1813 yılında, Fransız egemenliği bittikten sonra, Vali V. Willem'in oğlu Hollanda'ya geri geldi ve tahta çıkmayı, Hollanda Kralı olmayı kabul etti. Bu durum, o ana kadar sürüp giden geleneğin yıkılması anlamına geliyordu. Babasının aksine, I. Willem bütün vilayetlerin valisi değil de, içinde siyasi anlamda başrolü oynayacağı birleşik bir devletin kralı oldu.
1815 yılında, yenilgiye uğramış Fransa'ya karşı tampon oluşturmak için, önceki Avusturya Aşağı Ülkeleri (bugünkü Belçika), önceki dönemin Cumhuriyet topraklarıyla birleşti. Böylece, Avrupa ölçütlerine göre büyük sömürge arazisine sahip orta büyüklükte bir ülke olan Hollanda Birleşik Krallığı oluştu. Aktif kral I. Willem (takma adı 'Tüccar Kral'), eski ekonomik gelişmeyi ülkenin üç bölümündeki (kuzeyde, güneyde ve Hindistan'da) güçleri teşvik ederek yeniden yaratmaya çalıştı. Daha önceden Sanayi Devrimi'nin yaşandığı güneyin tüketime yönelik malların üretimine, kuzeydeki tüccarların bu malların dünya pazarlarına ulaştırılmasına ve son olarak sömürgelerdeki halkın da değerli tropik malların üretimine yoğunlaşması planlanıyordu. Kral, mal nakliyatını kolaylaştırmak amacıyla, kuzey ve güney arasında kanallar kazdırıp yollar inşa ettirdi. Kendisi de bu süreçte bir yatırımcı gibi davrandı. Hollanda Doğu Hindistan'ı ile ticareti geliştirmek için 1824 yılında Hollanda Ticaret Şirketi'ni (Nederlandsche Handelmaatschappij) kurdu. Doğu Hindistan'da (Endonezya'da) kültür sistemi, ürün yetiştirme sistemi (cultuurstelsel) uygulanmaya başladı. Bu sistemde, yerli halk yılın belli bir bölümünde sömürge yönetimi için tarlada çalışmaya zorlandı. Toplanan ürünler daha sonra, Hollanda Ticaret Şirketi tarafından satın alınıyordu.

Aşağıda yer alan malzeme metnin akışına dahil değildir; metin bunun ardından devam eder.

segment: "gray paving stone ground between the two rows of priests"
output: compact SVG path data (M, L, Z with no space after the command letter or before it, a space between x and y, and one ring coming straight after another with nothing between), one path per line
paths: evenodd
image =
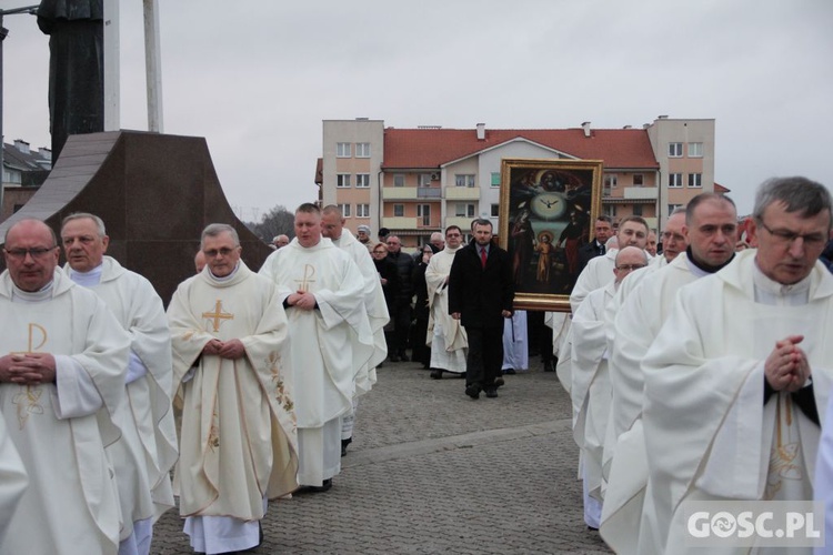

Ekonomik alandaki gayretlerine rağmen, Kral, Belçikalılar tarafından sevilmiyordu. Belçikalı liberaller, onu mutlak gücü elinde tutmak isteyen ve eğitimli seçkin kesimin söz hakkını hoşgörüyle karşılamaya hazır olmayan bir hükümdar olarak görüyordu. Belçikalı Katolikler, papaz olacak öğrencilerin yetiştirilmesine Protestan kralın müdahalesine itiraz ettiler. 1830 yılında, Amour sacré de la patrie (Kutsal Vatan Aşkı) adlı aryayı tiyatro binasında dinledikten ve çok etkilendikten sonra Brükselliler, yönetime karşı ayaklandılar. I. Willem ayaklanmayı bastırmak için ordu gönderdi, ancak ordu bu görevde başarılı olamadı. Belçika, bağımsızlığını kazandı. Buna rağmen, I. Willem orduyu dokuz yıl görevde tuttu. Bu kadar uzun süre ordu beslemenin maliyeti çok yüksek olduğu için, bu durum, Kral'ın Hollanda'daki şanına ciddi anlamda zarar verdi. 1839 yılında Belçika'nın bağımsızlığını sonunda tanıdı. Hayal kırıklığına uğramış I. Willem, bir yıl sonra tahttan indi.